The Twirligro crowd fund (http://www.bloomvc.com/project/The-Whirligro-vertical-food-planter) aims to raise £4000 by January 19th to help fund an initial run of a new product aimed at the burgeoning interest in vertical gardening. With an emphasis on growing food as a way of contributing to sustainable food security, the product is one of several that have been trialled. Inspired by permaculture, biomimimicry and The Natural Step framework for sustainability, I have been working with design students from Edinburgh University Design School to come up with this new product. Each Twirligro will hold 24 plant pots (4”-6” dia) and will allow for the growing of salad crops, small root veg and herbs. I am aiming to develop a product that can pay for itself in one year or less.
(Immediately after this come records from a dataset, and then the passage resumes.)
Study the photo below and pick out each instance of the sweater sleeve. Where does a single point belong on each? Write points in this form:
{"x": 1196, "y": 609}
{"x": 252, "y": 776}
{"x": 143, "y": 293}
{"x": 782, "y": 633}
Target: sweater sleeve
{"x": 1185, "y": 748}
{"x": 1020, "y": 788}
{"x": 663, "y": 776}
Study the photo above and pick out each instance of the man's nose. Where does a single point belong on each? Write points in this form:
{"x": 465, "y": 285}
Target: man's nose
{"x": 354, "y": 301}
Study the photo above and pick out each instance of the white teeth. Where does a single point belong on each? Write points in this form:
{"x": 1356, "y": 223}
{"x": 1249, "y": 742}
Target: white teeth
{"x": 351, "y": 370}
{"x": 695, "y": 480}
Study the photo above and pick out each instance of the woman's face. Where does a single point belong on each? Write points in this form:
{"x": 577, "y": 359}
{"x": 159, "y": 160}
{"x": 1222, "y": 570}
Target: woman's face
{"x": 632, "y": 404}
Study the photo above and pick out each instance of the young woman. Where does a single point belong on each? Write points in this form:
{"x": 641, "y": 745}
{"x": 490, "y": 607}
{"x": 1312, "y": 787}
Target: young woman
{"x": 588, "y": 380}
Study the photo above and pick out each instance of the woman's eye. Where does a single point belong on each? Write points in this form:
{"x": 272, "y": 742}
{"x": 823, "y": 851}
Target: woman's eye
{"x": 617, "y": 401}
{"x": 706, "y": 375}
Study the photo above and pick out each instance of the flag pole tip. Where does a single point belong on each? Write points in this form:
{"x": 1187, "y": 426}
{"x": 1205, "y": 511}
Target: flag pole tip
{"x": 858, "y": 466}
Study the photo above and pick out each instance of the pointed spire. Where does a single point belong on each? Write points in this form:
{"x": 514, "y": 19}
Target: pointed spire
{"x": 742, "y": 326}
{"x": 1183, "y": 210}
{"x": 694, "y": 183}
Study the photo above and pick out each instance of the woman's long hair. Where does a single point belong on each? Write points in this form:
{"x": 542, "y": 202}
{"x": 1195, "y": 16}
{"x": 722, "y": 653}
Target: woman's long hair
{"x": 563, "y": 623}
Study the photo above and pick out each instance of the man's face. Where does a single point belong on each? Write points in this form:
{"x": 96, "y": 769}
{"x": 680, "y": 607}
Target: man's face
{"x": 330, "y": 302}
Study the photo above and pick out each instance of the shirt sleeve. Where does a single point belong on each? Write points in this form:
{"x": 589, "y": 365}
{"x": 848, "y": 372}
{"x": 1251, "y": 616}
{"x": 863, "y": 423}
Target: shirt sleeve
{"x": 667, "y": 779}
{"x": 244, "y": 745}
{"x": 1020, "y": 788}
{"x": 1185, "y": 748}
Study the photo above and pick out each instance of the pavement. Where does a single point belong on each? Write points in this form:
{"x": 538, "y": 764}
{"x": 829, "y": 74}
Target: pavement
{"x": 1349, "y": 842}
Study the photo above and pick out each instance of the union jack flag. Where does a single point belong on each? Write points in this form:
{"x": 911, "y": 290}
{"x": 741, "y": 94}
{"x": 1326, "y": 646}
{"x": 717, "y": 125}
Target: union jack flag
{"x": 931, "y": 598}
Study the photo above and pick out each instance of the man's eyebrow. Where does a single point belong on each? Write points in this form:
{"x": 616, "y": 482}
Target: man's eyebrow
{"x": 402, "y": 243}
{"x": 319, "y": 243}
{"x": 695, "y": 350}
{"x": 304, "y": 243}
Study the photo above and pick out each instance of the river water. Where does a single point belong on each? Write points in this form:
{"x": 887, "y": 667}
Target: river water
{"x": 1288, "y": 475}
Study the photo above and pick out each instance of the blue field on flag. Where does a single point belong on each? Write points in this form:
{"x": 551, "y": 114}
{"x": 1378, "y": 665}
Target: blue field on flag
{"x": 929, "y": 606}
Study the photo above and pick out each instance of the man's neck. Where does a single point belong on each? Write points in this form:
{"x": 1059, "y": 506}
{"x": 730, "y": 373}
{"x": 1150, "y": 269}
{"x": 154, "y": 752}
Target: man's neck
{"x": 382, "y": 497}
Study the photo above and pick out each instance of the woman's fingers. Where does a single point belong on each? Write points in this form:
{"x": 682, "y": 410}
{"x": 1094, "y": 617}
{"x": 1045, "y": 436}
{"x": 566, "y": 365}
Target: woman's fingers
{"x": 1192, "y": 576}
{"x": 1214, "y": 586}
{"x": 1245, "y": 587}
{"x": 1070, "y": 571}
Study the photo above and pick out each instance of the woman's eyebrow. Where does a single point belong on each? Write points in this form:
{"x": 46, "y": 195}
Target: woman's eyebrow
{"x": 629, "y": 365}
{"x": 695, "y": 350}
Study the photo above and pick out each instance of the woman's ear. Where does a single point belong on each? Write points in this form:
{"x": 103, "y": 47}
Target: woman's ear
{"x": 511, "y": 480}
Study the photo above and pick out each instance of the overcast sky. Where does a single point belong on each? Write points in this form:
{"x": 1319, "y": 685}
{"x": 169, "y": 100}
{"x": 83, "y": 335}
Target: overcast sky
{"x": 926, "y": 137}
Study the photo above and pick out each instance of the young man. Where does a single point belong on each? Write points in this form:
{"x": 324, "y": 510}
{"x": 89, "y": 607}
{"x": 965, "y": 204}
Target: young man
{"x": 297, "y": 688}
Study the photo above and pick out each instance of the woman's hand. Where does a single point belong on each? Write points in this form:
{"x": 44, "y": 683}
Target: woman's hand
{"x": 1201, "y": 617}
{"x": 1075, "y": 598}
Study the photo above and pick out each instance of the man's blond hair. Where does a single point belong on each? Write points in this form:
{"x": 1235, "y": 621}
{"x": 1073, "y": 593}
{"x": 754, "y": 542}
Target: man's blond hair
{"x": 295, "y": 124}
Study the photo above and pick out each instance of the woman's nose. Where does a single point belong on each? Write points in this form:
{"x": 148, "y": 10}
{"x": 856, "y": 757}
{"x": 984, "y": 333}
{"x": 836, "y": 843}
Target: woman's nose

The aim is to develop a new business model that abandons extended lines of credit, manufacturing and distribution and all the destruction that that mentality has brought. The idea is to develop a product that can be made closer to the market, using widely available and low-tech production processes. It is hoped that this will generate employment, increase the use of the product and begin to develop an example of another way of doing business. Naive? Possibly. Desperately needed….definitely.
The £4000 crowd fund, plus whatever else I can scrape together will be used to do an initial production run – maybe 200 or so hopefully. These will be sent out to crowd funders who have pledged the appropriate amounts plus made available to other people. I intend to find a suitable space to set up several dozen units to demonstrate the idea in action and gauge how useful they might be to community groups. Should it be successful, I will look at ways of leasing units to community groups in the UK who might want to start small-scale commercial projects. Other designs are in the pipeline but they require considerably more capital funding to bring the possibility of even limited production on line.
I have had interest from abroad and I intend to try to make the idea available at little or no cost as long as these groups can commit to a similar agenda of community growing. I am in touch with groups in South Africa and Los Angeles who I might try this with. It makes sense as I have no interest in selling to poor people who are trying to feed their communities abroad (not commercially viable anyway). If this can be done it will help to generate positive publicity for the idea of Whirligro and vertical farming generally.
The vertical farming approach will seek to generate compost locally which will then be used to grow the food. Used up compost will be re-composted using supplements like worm casts, EM Bokashi, rock dust, compost tea. The aim is to create a circular food economy that can be implemented on brown field sites that have no commercial or social utility. It might work. It’s worth a try and that’s what it’s all about.